Into the early twentieth century, it was believed by some Christians that the only licit reason for sexual intercourse was an attempt to create children. A minority of Catholic theologians continued to doubt the morality of periodic abstinence. Some historians consider two speeches delivered by Pope Pius XII in 1951 to be the first unequivocal acceptance of periodic abstinence by the Catholic Church.
In 1999, Georgetown University introduced the Standard Days Method. Designed to be simpler to teach and use than the older rhythm method, the Standard Days Method is being successfully integrated into family planning programs worldwide.
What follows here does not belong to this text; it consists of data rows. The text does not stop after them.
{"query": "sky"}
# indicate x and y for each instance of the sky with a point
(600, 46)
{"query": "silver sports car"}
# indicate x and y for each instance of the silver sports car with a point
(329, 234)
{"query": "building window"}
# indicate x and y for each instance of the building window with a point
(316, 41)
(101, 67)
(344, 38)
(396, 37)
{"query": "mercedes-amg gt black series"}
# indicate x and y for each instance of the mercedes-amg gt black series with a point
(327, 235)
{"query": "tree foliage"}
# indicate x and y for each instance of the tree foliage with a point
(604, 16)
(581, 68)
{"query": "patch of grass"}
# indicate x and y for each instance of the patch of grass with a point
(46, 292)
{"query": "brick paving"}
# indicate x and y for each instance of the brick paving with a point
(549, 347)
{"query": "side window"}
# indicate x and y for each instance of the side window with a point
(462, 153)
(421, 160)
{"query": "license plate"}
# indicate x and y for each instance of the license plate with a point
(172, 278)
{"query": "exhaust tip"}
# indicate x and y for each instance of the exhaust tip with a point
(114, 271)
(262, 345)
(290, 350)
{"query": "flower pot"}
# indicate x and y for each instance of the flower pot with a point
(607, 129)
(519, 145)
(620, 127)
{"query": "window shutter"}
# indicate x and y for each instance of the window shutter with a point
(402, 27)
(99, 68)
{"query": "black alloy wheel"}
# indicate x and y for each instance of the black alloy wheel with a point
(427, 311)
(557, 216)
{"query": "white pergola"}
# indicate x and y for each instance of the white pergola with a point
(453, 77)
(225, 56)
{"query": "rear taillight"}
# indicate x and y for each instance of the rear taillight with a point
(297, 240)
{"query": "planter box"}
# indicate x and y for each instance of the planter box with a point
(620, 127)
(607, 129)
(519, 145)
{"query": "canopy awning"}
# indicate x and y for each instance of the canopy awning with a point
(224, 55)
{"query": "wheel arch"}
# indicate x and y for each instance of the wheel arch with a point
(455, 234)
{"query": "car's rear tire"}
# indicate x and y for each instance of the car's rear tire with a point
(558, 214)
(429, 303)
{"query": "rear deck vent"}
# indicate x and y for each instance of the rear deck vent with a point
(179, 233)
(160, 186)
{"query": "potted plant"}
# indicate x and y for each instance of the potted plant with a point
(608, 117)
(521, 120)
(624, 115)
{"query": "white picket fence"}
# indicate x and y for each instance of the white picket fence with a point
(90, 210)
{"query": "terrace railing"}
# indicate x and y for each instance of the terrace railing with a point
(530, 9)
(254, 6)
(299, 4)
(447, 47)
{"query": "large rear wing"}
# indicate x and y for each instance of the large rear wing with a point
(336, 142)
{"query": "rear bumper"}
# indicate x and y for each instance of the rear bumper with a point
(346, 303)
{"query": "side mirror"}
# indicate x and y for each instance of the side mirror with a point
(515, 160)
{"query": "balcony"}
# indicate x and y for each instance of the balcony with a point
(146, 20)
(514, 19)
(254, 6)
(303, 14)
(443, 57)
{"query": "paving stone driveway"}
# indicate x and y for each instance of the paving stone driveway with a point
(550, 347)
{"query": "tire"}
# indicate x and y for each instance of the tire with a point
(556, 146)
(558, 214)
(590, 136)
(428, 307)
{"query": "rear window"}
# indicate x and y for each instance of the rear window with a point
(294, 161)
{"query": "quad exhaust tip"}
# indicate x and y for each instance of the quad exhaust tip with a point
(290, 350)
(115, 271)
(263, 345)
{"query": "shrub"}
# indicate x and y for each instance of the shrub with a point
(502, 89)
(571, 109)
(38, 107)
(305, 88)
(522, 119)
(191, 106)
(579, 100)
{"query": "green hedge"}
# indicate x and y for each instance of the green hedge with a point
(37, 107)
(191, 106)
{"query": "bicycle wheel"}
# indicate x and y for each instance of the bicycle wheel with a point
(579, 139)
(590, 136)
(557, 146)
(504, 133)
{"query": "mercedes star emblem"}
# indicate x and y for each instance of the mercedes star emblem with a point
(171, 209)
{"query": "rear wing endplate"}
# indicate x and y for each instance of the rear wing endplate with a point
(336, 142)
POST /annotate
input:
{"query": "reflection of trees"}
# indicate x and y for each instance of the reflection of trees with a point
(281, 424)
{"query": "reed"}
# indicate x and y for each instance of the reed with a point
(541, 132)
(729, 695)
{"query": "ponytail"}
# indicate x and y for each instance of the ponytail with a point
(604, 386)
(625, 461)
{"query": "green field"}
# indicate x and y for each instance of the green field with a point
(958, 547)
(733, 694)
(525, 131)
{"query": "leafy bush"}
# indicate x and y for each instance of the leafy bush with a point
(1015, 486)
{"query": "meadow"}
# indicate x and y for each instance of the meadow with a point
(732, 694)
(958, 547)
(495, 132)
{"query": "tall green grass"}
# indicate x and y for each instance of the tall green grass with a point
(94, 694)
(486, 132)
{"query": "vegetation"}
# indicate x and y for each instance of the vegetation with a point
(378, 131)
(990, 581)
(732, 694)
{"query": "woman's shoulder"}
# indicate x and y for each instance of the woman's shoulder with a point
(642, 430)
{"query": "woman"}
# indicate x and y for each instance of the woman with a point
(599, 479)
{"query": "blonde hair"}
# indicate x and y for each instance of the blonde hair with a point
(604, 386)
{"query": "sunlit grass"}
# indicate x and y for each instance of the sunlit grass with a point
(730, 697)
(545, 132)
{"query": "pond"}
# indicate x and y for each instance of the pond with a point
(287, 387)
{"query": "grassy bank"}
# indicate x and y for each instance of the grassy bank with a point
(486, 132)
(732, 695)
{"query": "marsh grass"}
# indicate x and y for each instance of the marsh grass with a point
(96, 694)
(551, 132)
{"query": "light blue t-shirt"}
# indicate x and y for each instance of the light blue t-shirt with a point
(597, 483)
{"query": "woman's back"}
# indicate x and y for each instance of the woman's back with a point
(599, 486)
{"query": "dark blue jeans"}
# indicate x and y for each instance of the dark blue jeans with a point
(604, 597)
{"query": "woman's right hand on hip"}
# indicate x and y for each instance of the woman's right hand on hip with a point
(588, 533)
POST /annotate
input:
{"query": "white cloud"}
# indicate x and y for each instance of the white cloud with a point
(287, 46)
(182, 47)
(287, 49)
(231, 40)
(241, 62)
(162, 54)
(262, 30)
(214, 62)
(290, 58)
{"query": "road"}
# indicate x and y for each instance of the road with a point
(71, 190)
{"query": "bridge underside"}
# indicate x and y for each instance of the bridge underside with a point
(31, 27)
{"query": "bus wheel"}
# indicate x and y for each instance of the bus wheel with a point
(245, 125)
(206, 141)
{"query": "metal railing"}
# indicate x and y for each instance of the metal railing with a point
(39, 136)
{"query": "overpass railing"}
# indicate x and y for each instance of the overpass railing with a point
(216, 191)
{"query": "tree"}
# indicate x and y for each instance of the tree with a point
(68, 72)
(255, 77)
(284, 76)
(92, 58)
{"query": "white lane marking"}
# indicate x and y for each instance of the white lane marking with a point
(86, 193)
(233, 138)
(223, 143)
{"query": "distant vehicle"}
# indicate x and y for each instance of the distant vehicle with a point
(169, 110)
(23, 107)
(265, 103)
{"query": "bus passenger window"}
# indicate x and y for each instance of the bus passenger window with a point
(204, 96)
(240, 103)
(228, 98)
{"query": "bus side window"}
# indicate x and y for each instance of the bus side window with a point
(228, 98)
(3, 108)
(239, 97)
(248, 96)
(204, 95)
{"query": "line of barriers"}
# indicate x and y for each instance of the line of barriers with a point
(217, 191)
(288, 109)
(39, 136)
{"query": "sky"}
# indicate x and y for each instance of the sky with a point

Imperfect use of calendar-based methods would consist of not correctly tracking the length of the woman's cycles, thus using the wrong numbers in the formula, or of having unprotected intercourse on an identified fertile day. The discipline required to keep accurate records of menstrual cycles, and to abstain from unprotected intercourse, makes imperfect use fairly common. The actual failure rate of calendar-based methods is 25% per year.
The postovulatory (luteal) phase has a normal length of 12 to 16 days, and the rhythm method formula assumes all women have luteal phase lengths within this range. However, many women have shorter luteal phases, and a few have longer luteal phases. For these women, the rhythm method formula incorrectly identifies a few fertile days as being in the infertile period.
Calendar-based methods use records of past menstrual cycles to predict the length of future cycles. However, the length of the pre-ovulatory phase can vary significantly, depending on the woman's typical cycle length, stress factors, medication, illness, menopause, breastfeeding, and whether she is just coming off hormonal contraception. If a woman with previously regular cycles has a delayed ovulation due to one of these factors, she will still be fertile when the method tells her she is in the post-ovulatory infertile phase. If she has an unusually early ovulation, calendar-based methods will indicate she is still in the pre-ovulatory infertile phase when she has actually become fertile.
Finally, calendar-based methods assume that all bleeding is true menstruation. However, mid-cycle or anovulatory bleeding can be caused by a number of factors. Incorrectly identifying bleeding as menstruation will cause the method's calculations to be incorrect.